Me voici donc, sur le tard, soucieux d'explorer plus avant d'autres espaces romanesques, affiliés eux-aussi aux « mauvais genres » (on ne se refait pas.. !) ; s'y trouve entre autres le roman policier; encore n'est-ce pour l'instant qu'en néophyte curieux et étonné de tout, de tant de prolificité, de complexité et de diversité de sous-genres, d'intentions, de qualités de prose ; tour à tour lorgnant vers la francophonie (Maigret, le néo-polar de Manchette … etc.), à minima les pays anglo-saxons via le polar noir US, les territoires nordiques en de rares incursions (Lackberg, Larsson … etc). le reste viendra, quand au-delà des sous-genres et territoires géographiques déjà cités en existent d'autres, je le pressens, pour moi terras incognitas promis fécondes, complexes et excitantes, propices à réflexions sur tout, la vie, la mort et le reste.

Encore me faut-il des pistes ?

En voici une, et pas des moindres.

Sous forme d'essai érudit mais d'un abord aisé, « le roman policier africain, regards critiques sur des sociétés en mutation » signé Jean-Paul Martin est, à l'échelle d'un continent, un état des lieux du roman policier natif (1970-2018), ciblant des oeuvres et des auteur(e)s qui en sont représentatifs, découvrant et disséquant des thématiques propres aux lieux, circonstances temporelles et populations (un chapitre à part est accordé à la diaspora africaine).

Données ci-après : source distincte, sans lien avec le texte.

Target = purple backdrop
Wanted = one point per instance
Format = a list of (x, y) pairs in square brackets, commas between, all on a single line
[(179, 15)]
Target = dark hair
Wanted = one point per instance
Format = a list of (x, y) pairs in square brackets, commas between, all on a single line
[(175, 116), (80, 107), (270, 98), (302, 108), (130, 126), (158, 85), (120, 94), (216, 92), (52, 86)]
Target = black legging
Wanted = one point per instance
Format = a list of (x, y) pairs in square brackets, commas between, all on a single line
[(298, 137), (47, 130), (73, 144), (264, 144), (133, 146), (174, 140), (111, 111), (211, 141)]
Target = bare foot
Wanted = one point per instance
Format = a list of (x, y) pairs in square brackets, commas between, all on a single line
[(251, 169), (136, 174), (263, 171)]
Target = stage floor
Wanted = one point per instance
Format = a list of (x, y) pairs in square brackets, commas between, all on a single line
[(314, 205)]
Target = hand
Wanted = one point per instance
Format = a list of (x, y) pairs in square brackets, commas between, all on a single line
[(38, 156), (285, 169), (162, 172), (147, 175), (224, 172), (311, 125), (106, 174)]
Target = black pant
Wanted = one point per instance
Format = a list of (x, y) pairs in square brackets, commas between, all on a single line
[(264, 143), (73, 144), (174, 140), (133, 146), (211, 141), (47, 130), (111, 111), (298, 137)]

Le propos central de Jean-Paul Martin est de démontrer que le roman policier africain fouille minutieusement en arrière-plan, par effets rebonds des intrigues embarquées, les backgrounds sociologiques de tout un continent. Il le fait de manière parcellaire et différenciée puisque chacun des 54 pays qui composent l'Afrique, possédant son identité propre, résonne à sa manière dans le collectif ; d'une manière plus globale quand un fond commun de problèmes partagés efface la notion de frontières. Place à part est accordée à l'Afrique du Sud qui, pré et post apartheid, a produit des oeuvres contextuellement différentes.

A l'échelle d'un continent immense, « le roman policier africain, regards critiques sur des sociétés en mutation » est une invite passionnée à lire polar et consorts, ce made in Africa, à penser Afrique en assimilant ses mécaniques internes (politiques, économiques, sociologiques, religieuses, ethniques, tribales, coutumières … etc.). A l'aune de la fiction policière, transparaissent des spécificités fortes et indélébiles (colonialisme, néo-colonialisme, ingérences et déstabilisations extra continentales, tradition et modernité, mainmises politiques, maintien au pouvoir des élites peu importe les moyens, corruption … la liste est longue).

C'est aussi un essai mâtiné anthologie via les larges extraits proposés. Variété de styles et de thèmes, de la dénonciation frontale à l'humour sous-jacent qui n'en dit pas moins, des emprunts linguistiques aux argots autochtones. Bref, que de couleurs de styles .. ! Tentant que tout cela.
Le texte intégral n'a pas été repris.